A new photo of the beautiful city of Canterbury in Kent and surrounding area every day.

Sunday, 11 May 2008

Chimera

Some people would call this a gargoyle but in actual fact gargoyles are use to convey water away from a building and this one doesn't so it is not a gargoyle but a chimera.

I found this one in an old building in Palace Street, one of my favourite places in Canterbury.

If you are interested in reading more about buildings in Canterbury here is a wonderful site full of lovely and extremely interesting research: Canterbury Buildings

8 comments:

Chuck Pefley said...

Interesting distinction between the two types. This one would be filling the role of decorated corbel as well, I think. Happy Mother's Day!

babooshka said...

I must confess I fell into the camp that would have plumped for gargoyle.
One more thing I've learnt in the world of blogging today.

Where do you find the time to maintain so many blogs?

Petrea said...

Even Chuck has a new photo!

Rose, what a lovely shot. I knew gargoyle wasn't the word, but I didn't know the correct word for it. Thank you.

It's fun to come to your blog, now that I know what your voice sounds like!

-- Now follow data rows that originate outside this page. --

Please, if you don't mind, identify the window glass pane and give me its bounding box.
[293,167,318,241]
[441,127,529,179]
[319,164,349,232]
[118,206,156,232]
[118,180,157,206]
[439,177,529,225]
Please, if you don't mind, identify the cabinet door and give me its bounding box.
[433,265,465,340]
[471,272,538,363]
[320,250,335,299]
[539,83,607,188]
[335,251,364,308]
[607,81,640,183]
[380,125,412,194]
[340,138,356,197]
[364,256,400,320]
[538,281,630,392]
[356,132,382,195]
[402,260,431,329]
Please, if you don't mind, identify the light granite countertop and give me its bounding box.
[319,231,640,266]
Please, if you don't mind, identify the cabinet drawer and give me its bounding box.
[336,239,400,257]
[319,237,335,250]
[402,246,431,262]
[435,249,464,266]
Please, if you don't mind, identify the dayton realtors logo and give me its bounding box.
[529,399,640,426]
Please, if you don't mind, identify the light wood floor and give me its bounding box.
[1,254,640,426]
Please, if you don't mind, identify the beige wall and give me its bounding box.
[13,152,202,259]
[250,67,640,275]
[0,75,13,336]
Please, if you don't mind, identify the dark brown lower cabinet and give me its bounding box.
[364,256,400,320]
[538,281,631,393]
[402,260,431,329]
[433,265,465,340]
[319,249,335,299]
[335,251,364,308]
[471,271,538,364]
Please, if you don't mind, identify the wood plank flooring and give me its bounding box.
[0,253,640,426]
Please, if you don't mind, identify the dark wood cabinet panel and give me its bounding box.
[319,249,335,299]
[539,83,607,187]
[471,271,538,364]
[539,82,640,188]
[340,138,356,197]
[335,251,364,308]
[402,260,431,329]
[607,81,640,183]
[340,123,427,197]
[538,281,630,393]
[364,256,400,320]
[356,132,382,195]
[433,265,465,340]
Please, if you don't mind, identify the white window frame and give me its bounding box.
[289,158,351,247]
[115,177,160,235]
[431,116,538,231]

Salem Oregon Daily Photo said...

Rose, I love to learn something new. Thanks for the distinction. Also for the link to buildings.

Jilly said...

Ah I learned something today. I too would have thought this was a gargoyle.

TOG said...

From Wikipedia: 'Chimeras (or "chimaeras") in botany are usually single organisms composed of two genetically different types of tissue. They occur in plants, on the same general basis as with animal chimeras. However, unlike animal chimeras, both types of tissues may have originated from the same zygote, and the difference is often due to mutation during ordinary cell division.' As a gardener I think of chimera as a botanical term. Check out my chimera: http://togofcoralgables.com/AeAebananas.aspx
or: www.togofcoralgables.com

Rose said...

Tog
Chimera is obvisouly one of those words with many uses but the original meaning comes from the Middle English chimere, Chimera, from Old French, from Latin chimaera, from Greek khimaira, chimera, she-goat; see ghei- in Indo-European roots.

In Greek mythology it was a creature with a lion's head, a goat's body, and a dragon behind. She caused a lot of trouble in Caria and Lycia before she was killed by Bellerophon. This creaturee was described by Hesiod around 700BC.

Later it was used to describe mythical figures used for decorative purposes in architecture. And that is the meaning I am using for my chimera...

Interesting, isn't it?

Petrea said...

Tres interessant, Rose. The real root of a word. I've always wanted an OED--the kind with 13 thick volumes that would take up two shelves in my office and would require a book stand to use. Now they don't make it anymore, but you can buy the online or disk version for several hundred dollars! (I still want it.)